Shortly afterward, von Neumann had a rendezvous with Ulam on a bench in Central Park, where he probably informed Ulam firsthand of the secret detonation. But then (judging from subsequent letters) their chat turned from the destruction of life to its creation, in the form of digitally engineered self-reproducing organisms. Five months later, the discovery of the structure of DNA was announced by Francis Crick and James Watson, and the digital basis of heredity became apparent. Soon MANIAC was being given over to problems in mathematical biology and the evolution of stars. Having delivered its thermonuclear calculations, it became an instrument for the acquisition of pure scientific knowledge, in keeping with the purpose of the institute where it was created.

But in 1954 President Eisenhower named von Neumann to the Atomic Energy Commission, and with his departure the institute’s computer culture went into decline. Two years later, the fifty-two-year-old von Neumann lay dying of bone cancer in Walter Reed Army Hospital, disconcerting his family by converting to Catholicism near the end. (His daughter believed that von Neumann, an inventor of game theory, must have had Pascal’s wager in mind.) “When von Neumann tragically died, the snobs took their revenge and got rid of the computing project root and branch,” the author’s father, Freeman Dyson, later commented, adding that “the demise of our computer group was a disaster not only for Princeton but for science as a whole.” At exactly midnight on July 15, 1958, MANIAC was shut down for the last time. Its corpse now reposes in the Smithsonian Institution in Washington.

Was the computer conceived in sin? The deal von Neumann made with the devil proved less diabolical than expected, the author observes: “It was the computers that exploded, not the bombs.” Dyson’s telling of the subsequent evolution of the digital universe is brisk and occasionally hair-raising, as when he visits Google headquarters in California and is told by an engineer there that the point of Google’s book-scanning project is to allow smart machines to read the books, not people.
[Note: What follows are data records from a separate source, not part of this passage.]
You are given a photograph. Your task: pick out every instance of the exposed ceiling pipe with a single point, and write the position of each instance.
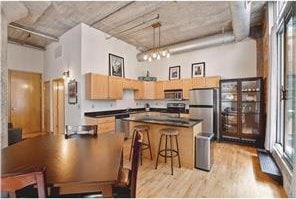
(39, 34)
(196, 44)
(112, 13)
(241, 16)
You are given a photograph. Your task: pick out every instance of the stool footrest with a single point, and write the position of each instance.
(175, 153)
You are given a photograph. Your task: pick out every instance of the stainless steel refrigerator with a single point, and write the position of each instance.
(203, 104)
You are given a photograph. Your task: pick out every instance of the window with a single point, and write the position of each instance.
(286, 54)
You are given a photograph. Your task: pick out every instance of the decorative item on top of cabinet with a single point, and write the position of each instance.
(96, 86)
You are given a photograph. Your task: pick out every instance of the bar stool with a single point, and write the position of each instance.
(143, 129)
(168, 133)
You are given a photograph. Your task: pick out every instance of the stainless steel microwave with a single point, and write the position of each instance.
(173, 94)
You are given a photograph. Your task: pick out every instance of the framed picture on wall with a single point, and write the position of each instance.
(174, 72)
(116, 65)
(72, 92)
(198, 69)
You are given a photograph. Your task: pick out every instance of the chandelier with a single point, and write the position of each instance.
(156, 52)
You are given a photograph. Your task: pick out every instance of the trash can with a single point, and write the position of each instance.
(204, 153)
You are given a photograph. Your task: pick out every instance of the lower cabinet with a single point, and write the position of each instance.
(105, 124)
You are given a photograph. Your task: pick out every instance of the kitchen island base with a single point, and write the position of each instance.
(186, 141)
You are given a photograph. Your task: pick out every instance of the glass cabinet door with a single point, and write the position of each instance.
(250, 107)
(229, 106)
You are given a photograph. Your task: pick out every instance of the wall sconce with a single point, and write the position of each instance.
(66, 74)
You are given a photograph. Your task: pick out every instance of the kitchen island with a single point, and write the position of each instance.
(187, 129)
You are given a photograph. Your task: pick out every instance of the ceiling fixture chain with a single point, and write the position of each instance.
(156, 52)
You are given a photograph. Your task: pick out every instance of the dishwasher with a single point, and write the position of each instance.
(122, 126)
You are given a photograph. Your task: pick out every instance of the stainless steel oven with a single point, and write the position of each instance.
(173, 94)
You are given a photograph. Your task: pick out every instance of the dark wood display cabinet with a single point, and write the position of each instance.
(242, 114)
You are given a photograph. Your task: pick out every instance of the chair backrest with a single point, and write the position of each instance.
(89, 130)
(135, 164)
(13, 182)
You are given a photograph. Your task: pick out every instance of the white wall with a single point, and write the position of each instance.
(71, 58)
(95, 58)
(24, 58)
(228, 61)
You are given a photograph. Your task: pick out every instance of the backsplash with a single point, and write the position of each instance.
(127, 101)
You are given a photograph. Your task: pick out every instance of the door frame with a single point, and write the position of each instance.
(41, 94)
(53, 102)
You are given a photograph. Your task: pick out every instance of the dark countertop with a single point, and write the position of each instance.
(110, 113)
(164, 120)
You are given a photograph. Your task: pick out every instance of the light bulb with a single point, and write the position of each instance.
(158, 57)
(145, 57)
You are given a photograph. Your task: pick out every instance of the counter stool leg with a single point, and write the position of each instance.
(172, 160)
(149, 145)
(141, 154)
(132, 145)
(177, 145)
(166, 147)
(158, 151)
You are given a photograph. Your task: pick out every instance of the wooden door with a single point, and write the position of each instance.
(25, 101)
(46, 93)
(58, 106)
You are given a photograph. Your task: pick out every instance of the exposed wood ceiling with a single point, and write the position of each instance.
(181, 21)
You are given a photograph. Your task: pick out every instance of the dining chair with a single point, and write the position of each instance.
(81, 130)
(14, 182)
(127, 178)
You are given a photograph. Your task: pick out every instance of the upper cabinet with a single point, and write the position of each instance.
(213, 82)
(115, 87)
(96, 86)
(198, 82)
(159, 90)
(110, 87)
(172, 84)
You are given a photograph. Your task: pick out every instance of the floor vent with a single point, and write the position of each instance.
(269, 166)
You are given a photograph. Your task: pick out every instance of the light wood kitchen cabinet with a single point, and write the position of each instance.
(105, 124)
(127, 84)
(115, 87)
(172, 84)
(187, 85)
(96, 86)
(213, 82)
(159, 91)
(198, 82)
(139, 90)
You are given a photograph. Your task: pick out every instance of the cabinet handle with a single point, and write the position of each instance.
(283, 93)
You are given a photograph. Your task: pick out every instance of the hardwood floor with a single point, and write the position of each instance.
(235, 173)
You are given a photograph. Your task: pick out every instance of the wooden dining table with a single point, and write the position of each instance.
(78, 164)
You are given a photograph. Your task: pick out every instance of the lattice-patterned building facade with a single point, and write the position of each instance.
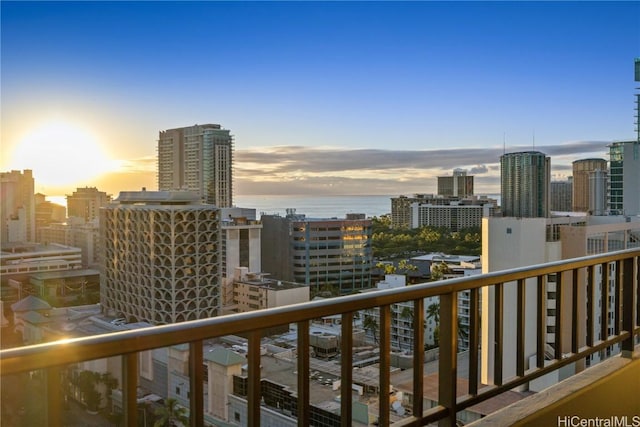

What is most interesting, though, is how von Neumann’s vision of the digital future has been superseded by Turing’s. Instead of a few large machines handling the world’s demand for high-speed computing, as von Neumann envisaged, a seeming infinity of much smaller devices, including the billions of microprocessors in cell phones, have coalesced into what Dyson calls “a collective, metazoan organism whose physical manifestation changes from one instant to the next.” And the progenitor of this virtual computing organism is Turing’s universal machine.

So it is fitting that Dyson titled his book Turing’s Cathedral. The true dawn of the digital universe came not in the 1950s, when von Neumann’s machine started running thermonuclear calculations. Rather, it was in 1936, when the young Turing, lying down in a meadow during one of his habitual long-distance runs, conceived of his abstract machine as a means of solving a problem in pure logic. Like von Neumann, Turing was to play an important behind-the-scenes role in World War II. Working as a code-breaker for his nation at Bletchley Park, he deployed his computational ideas to crack the Nazi “Enigma” code, an achievement that helped save Britain from defeat in 1941 and reversed the tide of the war.

But Turing’s wartime heroism remained a state secret well beyond his suicide in 1954, two years after he had been convicted of “gross indecency” for a consensual homosexual affair and sentenced to chemical castration. In 2009, British Prime Minister Gordon Brown issued a formal apology, on behalf of “all those who live freely thanks to Alan’s work,” for the “inhumane” treatment Turing received. “We’re sorry, you deserved so much better,” he said. Turing’s imaginary machine did more against tyranny than von Neumann’s real one ever did.